Controverses relatives à la clause de préavis – Questions préjudicielles posées à la Cour constitutionnelle

L’article 68 de la loi du 26 décembre 2013 concernant l’introduction d’un statut unique entre ouvriers et employés en ce qui concerne les délais de préavis et le jour de carence ainsi que de mesures d’accompagnement est une disposition transitoire réglant la computation de la première partie du délai de préavis des travailleurs engagés avant le 1er janvier 2014. 

Pour rappel cet article prévoit que, pour les employés dont la rémunération n’excédait pas 32.254,00 € au 31 décembre 2013 (employés dits « inférieurs »), la première partie du délai de préavis en cas de licenciement est calculée sur base des règles légales, réglementaires et conventionnelles en vigueur au 31 décembre 2013. Pour les employés dits « supérieurs » (rémunération > 32.254,00 € au 31 décembre 2013), la première partie du délai de préavis est fixée à 1 mois par année d’ancienneté entamée avec un minimum de 3 mois. Pour ceux-ci, il n’est donc notamment pas tenu compte des règles conventionnelles – et ainsi des éventuelles clauses avantageuses de préavis – en vigueur au 31 décembre 2013. 

Par jugement du 13 février 2018, le Tribunal du travail d’Anvers (div. Anvers) soumet à la Cour constitutionnelle deux questions préjudicielles relatives à l’article 68. 

La première question posée par le Tribunal interroge la Cour sur la conformité de l’article 68 avec les articles 10 et 11 de la Constitution (principes d’égalité et de non-discrimination) en ce sens que pour calculer la première partie du délai de préavis des employés dits « inférieurs », il est tenu compte des règles conventionnelles en vigueur au 31 décembre 2013 (et donc des éventuelles clauses de préavis) alors que tel n’est pas le cas pour les employés dits « supérieurs ».

La deuxième question posée par le Tribunal interroge la Cour sur une éventuelle différence de traitement entre les employés dits « supérieurs » selon que le contrat de travail de ceux-ci contient ou non une clause conventionnelle en vigueur au 31 décembre 2013. Il est en effet constaté que tous les employés dits « supérieurs » sont logés à la même enseigne (on ne tient pas compte des éventuelles règles conventionnelles pour le calcul du délai de préavis) alors que leur situation juridique n’est pas comparable. Certains font en effet état d’une clause conventionnelle, et particulièrement d’une clause de préavis valable leur garantissant une sécurité contractuelle relative au délai de préavis à respecter.  

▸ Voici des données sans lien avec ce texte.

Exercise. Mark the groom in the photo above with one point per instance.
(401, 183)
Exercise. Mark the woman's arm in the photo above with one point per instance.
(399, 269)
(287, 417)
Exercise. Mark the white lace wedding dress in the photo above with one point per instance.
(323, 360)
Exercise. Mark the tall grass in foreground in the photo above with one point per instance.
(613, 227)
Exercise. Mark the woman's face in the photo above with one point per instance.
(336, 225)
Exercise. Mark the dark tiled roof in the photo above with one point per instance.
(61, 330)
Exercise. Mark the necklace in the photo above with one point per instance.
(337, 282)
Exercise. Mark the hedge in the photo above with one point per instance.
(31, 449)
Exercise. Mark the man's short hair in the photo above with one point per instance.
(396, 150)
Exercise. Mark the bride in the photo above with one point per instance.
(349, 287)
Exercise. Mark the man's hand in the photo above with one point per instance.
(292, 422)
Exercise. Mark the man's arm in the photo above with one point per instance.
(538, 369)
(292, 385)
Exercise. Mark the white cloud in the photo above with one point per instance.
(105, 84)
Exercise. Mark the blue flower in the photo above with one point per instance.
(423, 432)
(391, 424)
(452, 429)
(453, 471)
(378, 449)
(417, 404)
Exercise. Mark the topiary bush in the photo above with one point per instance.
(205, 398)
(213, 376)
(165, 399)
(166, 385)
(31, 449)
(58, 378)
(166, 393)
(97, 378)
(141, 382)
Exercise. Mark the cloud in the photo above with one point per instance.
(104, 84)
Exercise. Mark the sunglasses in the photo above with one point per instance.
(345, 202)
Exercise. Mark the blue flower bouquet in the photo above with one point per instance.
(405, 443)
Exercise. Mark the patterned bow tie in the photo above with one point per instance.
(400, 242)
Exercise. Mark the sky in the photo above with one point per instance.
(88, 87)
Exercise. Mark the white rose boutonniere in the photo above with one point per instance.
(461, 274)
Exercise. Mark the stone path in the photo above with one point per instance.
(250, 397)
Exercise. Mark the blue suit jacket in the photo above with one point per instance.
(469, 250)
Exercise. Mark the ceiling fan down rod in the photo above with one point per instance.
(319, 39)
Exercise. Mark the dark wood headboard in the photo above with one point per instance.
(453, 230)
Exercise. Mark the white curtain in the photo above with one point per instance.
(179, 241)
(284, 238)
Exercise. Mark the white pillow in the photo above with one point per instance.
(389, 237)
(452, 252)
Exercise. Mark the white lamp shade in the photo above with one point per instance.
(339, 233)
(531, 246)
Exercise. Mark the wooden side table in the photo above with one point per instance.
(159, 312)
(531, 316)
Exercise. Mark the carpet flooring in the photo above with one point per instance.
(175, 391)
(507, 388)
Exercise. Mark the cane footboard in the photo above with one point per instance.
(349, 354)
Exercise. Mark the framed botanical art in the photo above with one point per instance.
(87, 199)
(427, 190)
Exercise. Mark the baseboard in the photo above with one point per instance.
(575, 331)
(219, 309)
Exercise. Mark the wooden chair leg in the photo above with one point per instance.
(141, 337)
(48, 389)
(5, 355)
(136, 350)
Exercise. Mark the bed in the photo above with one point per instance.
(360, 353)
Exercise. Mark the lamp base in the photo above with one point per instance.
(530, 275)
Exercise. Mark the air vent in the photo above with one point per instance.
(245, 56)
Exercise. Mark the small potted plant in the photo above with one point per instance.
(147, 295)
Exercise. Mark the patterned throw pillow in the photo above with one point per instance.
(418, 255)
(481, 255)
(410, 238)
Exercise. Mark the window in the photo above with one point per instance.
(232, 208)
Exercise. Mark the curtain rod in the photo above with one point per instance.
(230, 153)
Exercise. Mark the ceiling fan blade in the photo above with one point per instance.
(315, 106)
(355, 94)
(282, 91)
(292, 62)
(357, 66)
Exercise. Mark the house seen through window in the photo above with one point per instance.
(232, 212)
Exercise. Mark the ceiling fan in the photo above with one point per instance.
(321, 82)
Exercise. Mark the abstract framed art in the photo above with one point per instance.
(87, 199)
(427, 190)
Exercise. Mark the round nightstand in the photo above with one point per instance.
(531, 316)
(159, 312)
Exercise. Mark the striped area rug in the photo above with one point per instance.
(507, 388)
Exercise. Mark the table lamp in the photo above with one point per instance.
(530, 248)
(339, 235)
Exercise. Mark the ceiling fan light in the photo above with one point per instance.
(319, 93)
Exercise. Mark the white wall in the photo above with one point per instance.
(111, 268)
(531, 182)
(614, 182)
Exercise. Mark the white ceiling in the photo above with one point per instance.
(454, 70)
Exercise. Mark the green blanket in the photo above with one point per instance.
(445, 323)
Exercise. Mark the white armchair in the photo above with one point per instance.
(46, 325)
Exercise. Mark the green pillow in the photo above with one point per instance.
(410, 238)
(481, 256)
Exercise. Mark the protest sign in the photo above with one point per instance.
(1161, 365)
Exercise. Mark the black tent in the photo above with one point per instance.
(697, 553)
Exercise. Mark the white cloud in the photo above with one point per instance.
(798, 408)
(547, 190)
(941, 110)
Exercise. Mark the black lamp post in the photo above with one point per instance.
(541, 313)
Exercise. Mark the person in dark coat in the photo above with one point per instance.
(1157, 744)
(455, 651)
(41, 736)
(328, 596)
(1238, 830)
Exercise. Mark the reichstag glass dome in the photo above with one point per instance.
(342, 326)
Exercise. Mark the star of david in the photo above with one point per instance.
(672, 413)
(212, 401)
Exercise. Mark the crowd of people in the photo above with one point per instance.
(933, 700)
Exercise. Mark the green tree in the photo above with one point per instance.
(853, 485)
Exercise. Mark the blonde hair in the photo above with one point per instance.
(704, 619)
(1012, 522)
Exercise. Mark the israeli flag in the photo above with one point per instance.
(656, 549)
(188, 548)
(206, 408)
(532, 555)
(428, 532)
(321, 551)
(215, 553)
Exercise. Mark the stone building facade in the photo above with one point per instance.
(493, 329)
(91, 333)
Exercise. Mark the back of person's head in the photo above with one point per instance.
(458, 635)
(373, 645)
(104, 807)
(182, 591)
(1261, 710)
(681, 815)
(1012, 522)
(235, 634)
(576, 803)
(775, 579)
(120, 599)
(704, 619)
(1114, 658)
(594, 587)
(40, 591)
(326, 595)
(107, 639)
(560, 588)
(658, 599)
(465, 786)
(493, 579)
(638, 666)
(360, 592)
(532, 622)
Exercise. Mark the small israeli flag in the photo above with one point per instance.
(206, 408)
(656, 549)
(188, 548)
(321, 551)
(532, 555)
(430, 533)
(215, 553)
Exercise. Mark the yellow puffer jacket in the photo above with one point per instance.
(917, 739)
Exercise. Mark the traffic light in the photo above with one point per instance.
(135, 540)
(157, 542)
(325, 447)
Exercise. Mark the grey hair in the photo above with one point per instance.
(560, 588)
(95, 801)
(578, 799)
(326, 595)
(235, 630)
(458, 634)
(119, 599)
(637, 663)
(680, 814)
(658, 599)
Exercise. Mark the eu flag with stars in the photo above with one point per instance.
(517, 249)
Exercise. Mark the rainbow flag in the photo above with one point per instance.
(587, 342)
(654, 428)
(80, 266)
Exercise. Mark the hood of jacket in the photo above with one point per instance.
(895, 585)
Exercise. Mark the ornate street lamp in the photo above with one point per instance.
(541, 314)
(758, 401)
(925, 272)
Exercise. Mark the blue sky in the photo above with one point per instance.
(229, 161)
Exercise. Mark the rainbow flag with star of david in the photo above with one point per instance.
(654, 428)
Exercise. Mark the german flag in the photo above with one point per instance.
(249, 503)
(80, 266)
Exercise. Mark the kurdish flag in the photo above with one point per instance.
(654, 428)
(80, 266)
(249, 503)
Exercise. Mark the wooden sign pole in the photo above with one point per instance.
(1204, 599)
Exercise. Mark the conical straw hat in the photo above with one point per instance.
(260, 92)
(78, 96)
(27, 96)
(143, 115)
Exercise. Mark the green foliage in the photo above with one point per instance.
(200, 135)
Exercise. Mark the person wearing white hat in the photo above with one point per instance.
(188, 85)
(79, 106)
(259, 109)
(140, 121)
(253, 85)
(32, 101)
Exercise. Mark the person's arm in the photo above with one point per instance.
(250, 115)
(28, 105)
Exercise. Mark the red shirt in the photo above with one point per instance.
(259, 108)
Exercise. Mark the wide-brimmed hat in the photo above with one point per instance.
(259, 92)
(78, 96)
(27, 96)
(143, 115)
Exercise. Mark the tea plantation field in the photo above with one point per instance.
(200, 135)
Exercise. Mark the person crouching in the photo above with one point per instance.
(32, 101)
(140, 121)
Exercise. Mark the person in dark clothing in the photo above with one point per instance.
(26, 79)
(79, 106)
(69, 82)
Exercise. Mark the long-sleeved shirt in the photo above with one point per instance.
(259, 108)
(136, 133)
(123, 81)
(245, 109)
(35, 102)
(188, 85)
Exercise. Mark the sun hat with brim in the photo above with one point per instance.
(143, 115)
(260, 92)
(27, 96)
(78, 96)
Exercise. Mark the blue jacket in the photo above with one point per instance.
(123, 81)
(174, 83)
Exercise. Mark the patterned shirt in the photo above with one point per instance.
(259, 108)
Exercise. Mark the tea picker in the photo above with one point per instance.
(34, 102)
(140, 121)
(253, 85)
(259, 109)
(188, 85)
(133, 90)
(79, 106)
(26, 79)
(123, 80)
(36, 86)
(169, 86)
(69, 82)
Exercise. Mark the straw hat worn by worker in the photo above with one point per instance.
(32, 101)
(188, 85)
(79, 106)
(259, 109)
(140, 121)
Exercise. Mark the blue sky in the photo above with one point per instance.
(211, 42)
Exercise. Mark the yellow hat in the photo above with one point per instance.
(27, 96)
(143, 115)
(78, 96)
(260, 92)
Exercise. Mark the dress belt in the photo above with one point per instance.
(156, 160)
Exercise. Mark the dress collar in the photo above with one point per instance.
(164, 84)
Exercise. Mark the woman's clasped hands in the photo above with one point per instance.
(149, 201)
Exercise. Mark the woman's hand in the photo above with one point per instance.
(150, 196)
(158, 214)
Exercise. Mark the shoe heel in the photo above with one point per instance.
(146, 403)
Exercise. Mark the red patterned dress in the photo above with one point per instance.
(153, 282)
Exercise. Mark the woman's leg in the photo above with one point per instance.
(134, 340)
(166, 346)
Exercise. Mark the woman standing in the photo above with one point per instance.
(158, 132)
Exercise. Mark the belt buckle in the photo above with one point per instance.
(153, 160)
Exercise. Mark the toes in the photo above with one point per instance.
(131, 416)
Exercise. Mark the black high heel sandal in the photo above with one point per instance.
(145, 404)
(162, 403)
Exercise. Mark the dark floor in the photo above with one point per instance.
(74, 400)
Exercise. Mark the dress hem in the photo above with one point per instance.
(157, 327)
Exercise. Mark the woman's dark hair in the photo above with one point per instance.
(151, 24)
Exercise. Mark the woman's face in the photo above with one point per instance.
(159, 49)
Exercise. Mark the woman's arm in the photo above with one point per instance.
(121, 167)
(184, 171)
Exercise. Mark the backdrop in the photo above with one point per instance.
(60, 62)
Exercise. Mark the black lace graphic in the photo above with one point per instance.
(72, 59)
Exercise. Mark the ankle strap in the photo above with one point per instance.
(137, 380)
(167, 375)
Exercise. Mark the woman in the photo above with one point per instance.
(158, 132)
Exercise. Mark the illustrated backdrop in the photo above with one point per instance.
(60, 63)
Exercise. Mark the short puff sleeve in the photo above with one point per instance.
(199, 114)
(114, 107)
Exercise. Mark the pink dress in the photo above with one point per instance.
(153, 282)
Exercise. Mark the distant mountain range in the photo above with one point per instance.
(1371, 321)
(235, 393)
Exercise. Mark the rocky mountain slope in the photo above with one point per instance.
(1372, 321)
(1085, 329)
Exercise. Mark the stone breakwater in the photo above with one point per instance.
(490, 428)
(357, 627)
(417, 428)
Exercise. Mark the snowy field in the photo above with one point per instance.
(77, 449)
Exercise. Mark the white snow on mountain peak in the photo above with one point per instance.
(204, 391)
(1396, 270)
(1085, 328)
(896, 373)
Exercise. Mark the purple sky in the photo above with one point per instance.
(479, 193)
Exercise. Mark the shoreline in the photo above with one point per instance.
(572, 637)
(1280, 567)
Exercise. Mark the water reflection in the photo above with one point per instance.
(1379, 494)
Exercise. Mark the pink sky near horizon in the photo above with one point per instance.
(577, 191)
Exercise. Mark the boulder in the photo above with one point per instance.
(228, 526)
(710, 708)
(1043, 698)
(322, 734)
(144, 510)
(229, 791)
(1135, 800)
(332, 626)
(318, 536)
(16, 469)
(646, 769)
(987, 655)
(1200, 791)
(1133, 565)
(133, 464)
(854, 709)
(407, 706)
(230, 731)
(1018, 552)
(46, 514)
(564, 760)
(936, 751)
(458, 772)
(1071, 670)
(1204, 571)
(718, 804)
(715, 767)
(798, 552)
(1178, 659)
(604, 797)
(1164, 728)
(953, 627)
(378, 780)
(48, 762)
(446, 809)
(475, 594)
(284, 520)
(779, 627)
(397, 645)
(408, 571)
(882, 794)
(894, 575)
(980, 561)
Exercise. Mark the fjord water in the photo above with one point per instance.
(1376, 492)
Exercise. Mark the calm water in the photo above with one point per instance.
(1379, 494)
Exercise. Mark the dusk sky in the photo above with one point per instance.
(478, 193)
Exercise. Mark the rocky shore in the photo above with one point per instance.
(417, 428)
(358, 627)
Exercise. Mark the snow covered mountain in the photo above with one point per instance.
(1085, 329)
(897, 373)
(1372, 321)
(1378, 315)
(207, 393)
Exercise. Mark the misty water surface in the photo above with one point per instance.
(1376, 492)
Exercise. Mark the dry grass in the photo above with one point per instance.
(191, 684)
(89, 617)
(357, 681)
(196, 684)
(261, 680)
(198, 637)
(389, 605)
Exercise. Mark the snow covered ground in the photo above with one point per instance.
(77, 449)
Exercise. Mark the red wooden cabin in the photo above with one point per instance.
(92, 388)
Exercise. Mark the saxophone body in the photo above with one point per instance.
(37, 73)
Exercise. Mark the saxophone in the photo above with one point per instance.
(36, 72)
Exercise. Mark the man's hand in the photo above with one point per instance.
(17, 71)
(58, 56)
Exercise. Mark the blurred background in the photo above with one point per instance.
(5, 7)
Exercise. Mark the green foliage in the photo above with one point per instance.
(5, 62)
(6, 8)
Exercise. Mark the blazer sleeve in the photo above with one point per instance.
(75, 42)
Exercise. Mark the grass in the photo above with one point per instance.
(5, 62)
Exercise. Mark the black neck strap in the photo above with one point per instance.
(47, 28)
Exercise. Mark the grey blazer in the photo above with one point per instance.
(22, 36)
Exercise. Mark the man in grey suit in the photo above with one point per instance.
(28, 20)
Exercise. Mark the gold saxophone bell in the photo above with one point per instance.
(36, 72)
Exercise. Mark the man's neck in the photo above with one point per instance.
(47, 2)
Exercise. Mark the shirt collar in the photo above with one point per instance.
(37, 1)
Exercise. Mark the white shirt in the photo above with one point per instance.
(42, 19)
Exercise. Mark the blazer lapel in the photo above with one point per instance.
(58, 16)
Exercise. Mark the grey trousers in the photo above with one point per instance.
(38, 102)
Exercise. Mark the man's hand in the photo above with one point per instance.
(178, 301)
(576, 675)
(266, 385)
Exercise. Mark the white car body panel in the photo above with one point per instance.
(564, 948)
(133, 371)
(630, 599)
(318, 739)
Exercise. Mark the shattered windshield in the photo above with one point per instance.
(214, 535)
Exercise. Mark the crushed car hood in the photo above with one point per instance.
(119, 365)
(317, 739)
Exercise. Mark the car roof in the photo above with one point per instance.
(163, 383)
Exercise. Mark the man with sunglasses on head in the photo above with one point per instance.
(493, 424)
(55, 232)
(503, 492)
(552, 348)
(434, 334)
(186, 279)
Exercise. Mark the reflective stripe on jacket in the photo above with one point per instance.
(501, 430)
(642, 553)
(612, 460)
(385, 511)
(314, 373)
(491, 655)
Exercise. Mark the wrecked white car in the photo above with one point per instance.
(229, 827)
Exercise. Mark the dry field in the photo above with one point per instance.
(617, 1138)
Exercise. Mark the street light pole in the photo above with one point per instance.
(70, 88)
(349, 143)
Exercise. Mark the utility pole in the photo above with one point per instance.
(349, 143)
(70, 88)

Par l’application de l’article 68, il ne devrait cependant pas être tenu compte desdites clauses garantissant une sécurité contractuelle alors même que l’objectif de la disposition transitoire était de respecter les attentes légitimes des parties contractantes et d’augmenter la sécurité juridique. 

La validité des clauses de préavis contenues dans les contrats de travail des employés dits « supérieurs » fait l’objet de controverses depuis l’introduction du statut unique. 

Cette question est désormais soumise à l’appréciation de la Cour constitutionnelle. La suite au prochain épisode.  

Source : Moniteur Belge, 4 avril 2018.